Ora nel fascicolo della procura di Palermo, per attentato agli organi costituzionali dello Stato, finisce anche Bernardo Provenzano. L’inchiesta, già archiviata cinque anni fa, che coinvolgeva Totò Riina, Vito Ciancimino e Nino Cinà, coinvolge anche l’ultimo dei corleonesi. Ne dà notizia l’edizione odierna del Giornale di Sicilia. Ma nel mirino del pool coordinato dall’aggiunto antimafia Antonio Ingroia – con i sostituti Di Matteo, Guido e Scarpinato – ci sono anche politici, colletti bianchi ed esponenti delle forze dell’ordine. Fra questi l’ex colonnello del Ros dei carabinieri Mario Mori, già sotto processo a Palermo per favoreggiamento alla mafia, e il capitano Giuseppe De Donno dello stesso reparto.

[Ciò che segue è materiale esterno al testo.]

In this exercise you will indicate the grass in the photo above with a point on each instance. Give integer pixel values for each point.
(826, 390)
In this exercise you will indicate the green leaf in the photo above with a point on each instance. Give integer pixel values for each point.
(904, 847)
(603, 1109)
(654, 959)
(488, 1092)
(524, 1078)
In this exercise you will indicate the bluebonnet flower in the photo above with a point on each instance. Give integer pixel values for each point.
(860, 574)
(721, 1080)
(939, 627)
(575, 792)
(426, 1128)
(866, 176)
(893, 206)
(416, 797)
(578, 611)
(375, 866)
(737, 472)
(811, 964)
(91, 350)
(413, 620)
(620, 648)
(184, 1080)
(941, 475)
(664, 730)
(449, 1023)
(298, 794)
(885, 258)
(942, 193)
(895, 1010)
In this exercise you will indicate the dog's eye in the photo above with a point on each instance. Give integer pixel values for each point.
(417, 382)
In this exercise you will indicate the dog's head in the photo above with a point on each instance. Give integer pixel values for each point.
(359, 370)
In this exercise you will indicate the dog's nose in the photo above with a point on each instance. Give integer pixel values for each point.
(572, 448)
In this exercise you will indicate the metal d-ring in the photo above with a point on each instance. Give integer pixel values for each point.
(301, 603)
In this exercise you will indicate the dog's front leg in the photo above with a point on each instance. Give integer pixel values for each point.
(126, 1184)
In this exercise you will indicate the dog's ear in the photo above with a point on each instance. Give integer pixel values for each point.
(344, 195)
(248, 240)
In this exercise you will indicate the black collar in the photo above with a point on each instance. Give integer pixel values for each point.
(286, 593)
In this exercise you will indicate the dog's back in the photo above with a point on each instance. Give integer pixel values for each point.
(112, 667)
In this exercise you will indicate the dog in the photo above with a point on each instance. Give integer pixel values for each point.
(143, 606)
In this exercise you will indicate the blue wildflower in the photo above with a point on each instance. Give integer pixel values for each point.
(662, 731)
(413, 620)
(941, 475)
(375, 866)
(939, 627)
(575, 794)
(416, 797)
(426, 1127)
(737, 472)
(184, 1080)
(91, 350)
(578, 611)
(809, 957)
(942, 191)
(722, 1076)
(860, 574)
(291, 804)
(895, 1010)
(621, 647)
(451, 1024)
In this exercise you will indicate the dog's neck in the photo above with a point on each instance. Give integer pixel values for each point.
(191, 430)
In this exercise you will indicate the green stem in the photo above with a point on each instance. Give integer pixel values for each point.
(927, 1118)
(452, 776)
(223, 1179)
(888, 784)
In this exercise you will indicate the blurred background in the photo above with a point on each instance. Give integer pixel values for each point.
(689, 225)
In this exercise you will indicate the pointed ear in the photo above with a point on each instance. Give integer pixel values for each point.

I due alti ufficiali hanno collocato i contatti con Vito Ciancimino dopo la strage di via D’Amelio. Diversamente da quanto affermato dall’ex ministro della Giustizia, Claudio Martelli e dall’ex direttore degli affari penali, Liliana Ferrara. I due, che saranno risentiti dai magistrati palermitani, hanno parlato della comunicazione che a loro era pervenuta sull’intenzione di Vito Ciancimino di cercare una “copertura politica” per mettere fine alle stragi, collocandola fra le stragi di Falcone e Borsellino.
Anche Massimo Ciancimino – che oggi parlerà ai magistrati della procura di Catania – sarà risentito dai pm. Insieme alla copia del “papello”, il figlio di Don Vito ha consegnato ai giudici alcuni nastri del padre contenuti nella stessa cassetta della banca del Liechtenstein.